An acronym of “joiner-inner” (or perhaps joiner-innerer). To be a JI in the Wairarapa in the 90s was one of the worst things you could possibly be. JI’s were people who hadn’t been invited into the conversation, the netball game, the sleepover. I just wish someone had told me that being a JI is actually good practice for growing up. Ironically, in this modern climate of much-adored “hustle” and “moxie”, only the very finest JI’s rule the roost. / AC


Still really enjoy this. It’s somehow softer than your straight “dick” and a lot funnier. Dickhead has enjoyed a long history of usage in New Zealand and is generally understood to mean someone who partakes in pretty shitty behaviour.
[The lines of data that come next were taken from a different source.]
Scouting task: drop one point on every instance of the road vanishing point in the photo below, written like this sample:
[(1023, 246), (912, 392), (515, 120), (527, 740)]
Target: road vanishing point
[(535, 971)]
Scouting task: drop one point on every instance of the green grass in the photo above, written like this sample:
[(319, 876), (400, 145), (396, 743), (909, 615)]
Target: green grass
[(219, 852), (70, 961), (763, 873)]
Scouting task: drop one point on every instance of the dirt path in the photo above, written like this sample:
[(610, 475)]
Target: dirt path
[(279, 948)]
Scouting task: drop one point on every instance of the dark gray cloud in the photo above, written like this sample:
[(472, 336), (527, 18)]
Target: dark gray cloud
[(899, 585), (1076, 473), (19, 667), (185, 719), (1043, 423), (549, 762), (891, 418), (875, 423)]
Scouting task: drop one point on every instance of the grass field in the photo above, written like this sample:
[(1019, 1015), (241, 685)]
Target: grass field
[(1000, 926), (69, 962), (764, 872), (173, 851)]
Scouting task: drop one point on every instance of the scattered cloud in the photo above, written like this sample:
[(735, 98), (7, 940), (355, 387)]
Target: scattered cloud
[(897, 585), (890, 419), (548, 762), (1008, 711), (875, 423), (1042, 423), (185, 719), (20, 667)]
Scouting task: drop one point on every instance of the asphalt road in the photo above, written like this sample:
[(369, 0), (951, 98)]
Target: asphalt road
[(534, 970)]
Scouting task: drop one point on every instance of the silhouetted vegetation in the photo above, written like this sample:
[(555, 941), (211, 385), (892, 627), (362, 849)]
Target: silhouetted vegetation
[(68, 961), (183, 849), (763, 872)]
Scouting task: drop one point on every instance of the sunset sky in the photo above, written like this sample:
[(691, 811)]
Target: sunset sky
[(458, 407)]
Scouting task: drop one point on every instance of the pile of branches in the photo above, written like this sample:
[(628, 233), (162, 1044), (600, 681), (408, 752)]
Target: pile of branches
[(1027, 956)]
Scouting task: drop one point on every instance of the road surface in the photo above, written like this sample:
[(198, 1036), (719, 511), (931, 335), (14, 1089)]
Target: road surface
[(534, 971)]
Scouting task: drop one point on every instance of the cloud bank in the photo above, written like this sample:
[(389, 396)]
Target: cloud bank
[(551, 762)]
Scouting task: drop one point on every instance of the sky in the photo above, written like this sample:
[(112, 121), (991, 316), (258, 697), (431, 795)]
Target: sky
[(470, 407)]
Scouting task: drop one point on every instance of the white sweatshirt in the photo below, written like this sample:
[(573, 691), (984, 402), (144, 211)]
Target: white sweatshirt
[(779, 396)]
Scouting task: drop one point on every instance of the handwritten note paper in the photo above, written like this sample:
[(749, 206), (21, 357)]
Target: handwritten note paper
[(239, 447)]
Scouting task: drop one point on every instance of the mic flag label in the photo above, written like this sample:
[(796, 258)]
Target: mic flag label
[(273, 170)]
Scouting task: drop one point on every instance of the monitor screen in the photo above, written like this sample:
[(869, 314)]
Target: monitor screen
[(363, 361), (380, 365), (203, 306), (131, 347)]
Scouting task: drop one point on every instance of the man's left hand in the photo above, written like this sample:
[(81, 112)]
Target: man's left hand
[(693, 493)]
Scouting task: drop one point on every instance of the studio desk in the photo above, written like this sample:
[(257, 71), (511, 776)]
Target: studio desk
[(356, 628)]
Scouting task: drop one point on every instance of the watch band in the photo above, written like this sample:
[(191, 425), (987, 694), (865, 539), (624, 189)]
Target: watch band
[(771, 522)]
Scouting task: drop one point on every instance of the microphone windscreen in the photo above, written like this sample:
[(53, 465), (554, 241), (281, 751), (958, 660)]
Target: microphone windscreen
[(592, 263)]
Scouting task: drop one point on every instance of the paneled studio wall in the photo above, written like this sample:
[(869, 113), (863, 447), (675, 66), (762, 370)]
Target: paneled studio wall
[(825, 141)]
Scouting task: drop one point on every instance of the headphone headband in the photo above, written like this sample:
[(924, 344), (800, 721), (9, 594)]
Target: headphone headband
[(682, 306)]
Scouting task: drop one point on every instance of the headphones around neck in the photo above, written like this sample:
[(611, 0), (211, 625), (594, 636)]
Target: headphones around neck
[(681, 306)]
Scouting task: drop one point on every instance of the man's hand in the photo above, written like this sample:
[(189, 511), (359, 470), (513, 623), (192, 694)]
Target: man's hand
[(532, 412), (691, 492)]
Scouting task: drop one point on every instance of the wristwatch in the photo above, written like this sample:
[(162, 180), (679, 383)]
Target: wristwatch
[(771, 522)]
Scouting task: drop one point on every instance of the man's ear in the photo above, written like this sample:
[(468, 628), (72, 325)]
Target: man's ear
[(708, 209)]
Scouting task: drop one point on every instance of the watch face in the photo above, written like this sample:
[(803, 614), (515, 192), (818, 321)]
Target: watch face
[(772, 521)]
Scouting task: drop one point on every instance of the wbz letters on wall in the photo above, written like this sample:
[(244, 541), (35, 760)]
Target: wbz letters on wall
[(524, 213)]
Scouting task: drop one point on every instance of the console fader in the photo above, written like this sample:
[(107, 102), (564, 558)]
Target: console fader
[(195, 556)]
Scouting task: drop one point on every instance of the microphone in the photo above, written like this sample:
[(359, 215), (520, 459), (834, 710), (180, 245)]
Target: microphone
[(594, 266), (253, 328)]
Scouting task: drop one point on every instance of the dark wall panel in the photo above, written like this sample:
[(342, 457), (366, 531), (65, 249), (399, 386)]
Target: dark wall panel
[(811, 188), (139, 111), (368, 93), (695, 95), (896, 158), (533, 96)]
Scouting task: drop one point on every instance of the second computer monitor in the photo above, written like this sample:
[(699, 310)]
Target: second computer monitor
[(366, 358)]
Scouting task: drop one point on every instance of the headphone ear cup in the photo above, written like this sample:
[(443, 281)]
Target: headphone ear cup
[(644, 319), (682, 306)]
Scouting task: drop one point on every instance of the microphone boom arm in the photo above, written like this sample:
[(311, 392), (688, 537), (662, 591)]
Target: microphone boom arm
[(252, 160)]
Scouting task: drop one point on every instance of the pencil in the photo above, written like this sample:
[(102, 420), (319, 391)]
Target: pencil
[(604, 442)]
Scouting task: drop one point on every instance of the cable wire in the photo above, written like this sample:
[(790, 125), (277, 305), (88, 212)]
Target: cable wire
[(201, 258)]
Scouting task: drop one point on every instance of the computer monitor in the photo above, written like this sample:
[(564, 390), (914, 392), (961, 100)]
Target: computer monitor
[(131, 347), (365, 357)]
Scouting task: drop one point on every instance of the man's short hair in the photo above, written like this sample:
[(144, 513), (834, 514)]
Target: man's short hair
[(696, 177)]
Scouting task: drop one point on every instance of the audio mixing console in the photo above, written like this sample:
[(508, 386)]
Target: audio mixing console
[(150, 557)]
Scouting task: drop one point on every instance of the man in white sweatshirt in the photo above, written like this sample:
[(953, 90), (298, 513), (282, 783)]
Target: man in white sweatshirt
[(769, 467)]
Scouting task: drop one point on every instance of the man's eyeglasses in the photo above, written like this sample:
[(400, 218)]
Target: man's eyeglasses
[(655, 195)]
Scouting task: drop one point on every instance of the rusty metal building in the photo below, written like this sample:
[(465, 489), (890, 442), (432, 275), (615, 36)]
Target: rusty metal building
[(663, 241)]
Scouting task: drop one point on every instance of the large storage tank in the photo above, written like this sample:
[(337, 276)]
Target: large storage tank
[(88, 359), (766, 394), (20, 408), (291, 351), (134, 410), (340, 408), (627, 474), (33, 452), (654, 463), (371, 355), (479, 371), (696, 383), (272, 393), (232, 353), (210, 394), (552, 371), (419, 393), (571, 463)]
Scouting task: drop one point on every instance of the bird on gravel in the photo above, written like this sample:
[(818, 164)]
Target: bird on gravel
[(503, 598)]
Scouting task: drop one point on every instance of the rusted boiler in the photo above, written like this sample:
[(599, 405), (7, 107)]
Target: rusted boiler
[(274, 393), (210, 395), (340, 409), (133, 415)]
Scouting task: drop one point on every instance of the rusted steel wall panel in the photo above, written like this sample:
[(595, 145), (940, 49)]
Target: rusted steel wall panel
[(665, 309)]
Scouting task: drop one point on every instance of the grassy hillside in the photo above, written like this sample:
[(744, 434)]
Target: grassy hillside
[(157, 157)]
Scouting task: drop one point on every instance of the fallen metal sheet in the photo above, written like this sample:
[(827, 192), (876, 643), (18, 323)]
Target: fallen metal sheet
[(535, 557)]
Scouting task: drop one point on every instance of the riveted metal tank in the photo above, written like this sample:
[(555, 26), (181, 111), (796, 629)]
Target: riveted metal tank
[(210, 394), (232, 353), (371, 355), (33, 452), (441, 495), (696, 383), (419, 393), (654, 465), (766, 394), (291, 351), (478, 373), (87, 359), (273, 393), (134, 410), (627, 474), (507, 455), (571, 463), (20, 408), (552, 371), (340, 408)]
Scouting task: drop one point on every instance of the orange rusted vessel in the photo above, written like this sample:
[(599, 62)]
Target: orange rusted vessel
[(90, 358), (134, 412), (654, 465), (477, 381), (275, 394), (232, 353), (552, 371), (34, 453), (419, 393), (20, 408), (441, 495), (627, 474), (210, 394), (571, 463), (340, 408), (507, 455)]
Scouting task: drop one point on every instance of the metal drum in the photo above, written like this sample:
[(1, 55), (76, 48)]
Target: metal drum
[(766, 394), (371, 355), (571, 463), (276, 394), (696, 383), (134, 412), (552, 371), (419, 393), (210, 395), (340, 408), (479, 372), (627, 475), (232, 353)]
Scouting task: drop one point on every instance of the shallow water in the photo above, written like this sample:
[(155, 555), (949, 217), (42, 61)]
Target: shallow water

A quick google of “dickhead NZ” brings up a vibrant raft of news stories in which the word stars, including this 2020 report about a complaint against Mediaworks for displaying the word during the 6pm news in a segment which asked participants to describe, using one word, the then-leader of the National Party, Simon Bridges and the prime minister, Jacinda Ardern: “One of the words used to describe Mr Bridges was the word ‘dickhead’, which was displayed in the word-cloud in medium-sized text.” The complaint was not upheld. / CM

Honourable mentions: Munter, hungus, dur-brain, brrrtz, rats, dingbat, drongo, ning nong, druff, mole, pillock, dingus, stain.